Written text is one of the fundamental manifestations of human language, and the study of its universal regularities can give clues about how our brains process information and how we, as a society, organize and share it. Among these regularities, only Zipf’s law has been explored in depth. Other basic properties, such as the existence of bursts of rare words in specific documents, have only been studied independently of each other and mainly by descriptive models. As a consequence, there is a lack of understanding of linguistic processes as complex emergent phenomena. Beyond Zipf’s law for word frequencies, in this project we focus on burstiness, Heaps’ law describing the sublinear growth of vocabulary size with the length of a document, and the topicality of document collections, which encode correlations within and across documents absent in random null models. We introduce and validate a generative model that explains the simultaneous emergence of all these patterns from simple rules. As a result, we find a connection between the bursty nature of rare words and the topical organization of texts and identify dynamic word ranking and memory across documents as key mechanisms explaining the non trivial organization of written text.
This research has been published on PLoS ONE and can have practical applications in text mining. For example, improved algorithms to detect the topic of a document could lead to better contextual ad matching techniques. The Similarity Cloud illustrates the shared topicality between two documents or collections, which is captured in our model. See the press release.

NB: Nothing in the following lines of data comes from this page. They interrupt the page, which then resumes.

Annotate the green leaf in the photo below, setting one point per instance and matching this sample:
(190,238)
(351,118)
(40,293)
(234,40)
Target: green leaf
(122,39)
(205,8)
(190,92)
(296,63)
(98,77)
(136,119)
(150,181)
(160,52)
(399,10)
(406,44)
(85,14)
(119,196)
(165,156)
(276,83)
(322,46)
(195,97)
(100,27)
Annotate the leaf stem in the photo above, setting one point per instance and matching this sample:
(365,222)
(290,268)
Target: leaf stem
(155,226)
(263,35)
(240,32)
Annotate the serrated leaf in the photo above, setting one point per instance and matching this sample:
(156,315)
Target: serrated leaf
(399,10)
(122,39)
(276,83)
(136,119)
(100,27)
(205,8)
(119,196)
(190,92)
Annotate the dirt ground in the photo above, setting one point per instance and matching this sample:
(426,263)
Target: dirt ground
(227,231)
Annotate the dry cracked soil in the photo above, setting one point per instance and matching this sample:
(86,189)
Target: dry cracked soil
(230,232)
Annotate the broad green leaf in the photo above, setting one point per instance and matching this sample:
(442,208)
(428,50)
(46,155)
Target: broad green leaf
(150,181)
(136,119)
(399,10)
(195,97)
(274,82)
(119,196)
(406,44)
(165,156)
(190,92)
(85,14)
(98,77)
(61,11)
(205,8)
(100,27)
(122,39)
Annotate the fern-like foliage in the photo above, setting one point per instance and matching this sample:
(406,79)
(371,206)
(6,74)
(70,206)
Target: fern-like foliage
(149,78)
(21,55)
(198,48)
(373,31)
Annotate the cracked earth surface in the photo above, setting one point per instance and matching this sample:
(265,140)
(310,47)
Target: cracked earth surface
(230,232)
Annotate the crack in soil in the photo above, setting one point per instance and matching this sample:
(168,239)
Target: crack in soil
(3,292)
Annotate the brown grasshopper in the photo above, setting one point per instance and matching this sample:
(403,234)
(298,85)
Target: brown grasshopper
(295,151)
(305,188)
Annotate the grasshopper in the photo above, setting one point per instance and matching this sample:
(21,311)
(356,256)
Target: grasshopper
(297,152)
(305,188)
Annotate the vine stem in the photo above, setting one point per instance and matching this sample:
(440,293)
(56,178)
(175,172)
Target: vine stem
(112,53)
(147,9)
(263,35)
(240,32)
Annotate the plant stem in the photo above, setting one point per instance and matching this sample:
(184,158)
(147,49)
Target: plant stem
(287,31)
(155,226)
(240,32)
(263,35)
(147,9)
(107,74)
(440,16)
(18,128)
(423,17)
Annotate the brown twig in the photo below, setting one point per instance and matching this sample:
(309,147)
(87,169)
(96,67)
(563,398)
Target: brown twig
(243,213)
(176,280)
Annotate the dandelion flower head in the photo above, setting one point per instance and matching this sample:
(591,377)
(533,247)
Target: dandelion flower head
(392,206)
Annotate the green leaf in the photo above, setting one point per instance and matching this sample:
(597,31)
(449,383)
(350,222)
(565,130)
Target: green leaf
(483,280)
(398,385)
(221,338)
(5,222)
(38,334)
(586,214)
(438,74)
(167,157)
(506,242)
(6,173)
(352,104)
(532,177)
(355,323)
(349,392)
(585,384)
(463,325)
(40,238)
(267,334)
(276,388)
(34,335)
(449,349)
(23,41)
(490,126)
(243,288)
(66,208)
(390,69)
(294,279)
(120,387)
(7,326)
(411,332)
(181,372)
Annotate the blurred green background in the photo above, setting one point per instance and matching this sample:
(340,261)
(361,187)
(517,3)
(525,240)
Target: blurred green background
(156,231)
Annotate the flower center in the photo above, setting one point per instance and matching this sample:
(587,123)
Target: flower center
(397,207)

Prior work explored models for the growth of the Web’s link graph that take into account the content of pages. A 2002 paper in PNAS studied the relationship between the similarity among pages and the probability that they are linked to each other. A 2004 paper in PNAS proposed a model incorporating these findings to reproduce not only the link structure but also the distribution of similarity between linked pages, given a background distribution of similarity among any two pages. Combining the text and link generation models will give us a framework to understand to entire process by which information is created and linked on the Web.
We analyzed three data sets:
- The Industry Sector data set is available from Andrew McCallum’s data repository.
- Our crawl of 150,000 Web pages (459MB) sampled from the ODP in 2007. This contains 15 directories, with 10,000 random HTML pages from each of the 15 top level categories.
- Our set of 100,000 Wikipedia topic pages (38MB) randomly sampled from an English Wikipedia dump in 2007. Built by Jacob Ratkiewicz, this is a single file where topic term vectors are represented in sequence, separated by empty lines. Each topic is a sequence of lines, one line per word. Each line has two columns separated by spaces. The first column is a term ID, the second is the number of times the corresponding term occurs in the topic.
For each data set we removed HTML/Wiki markup, then conflated the remaining terms using the Porter Stemming Algorithm.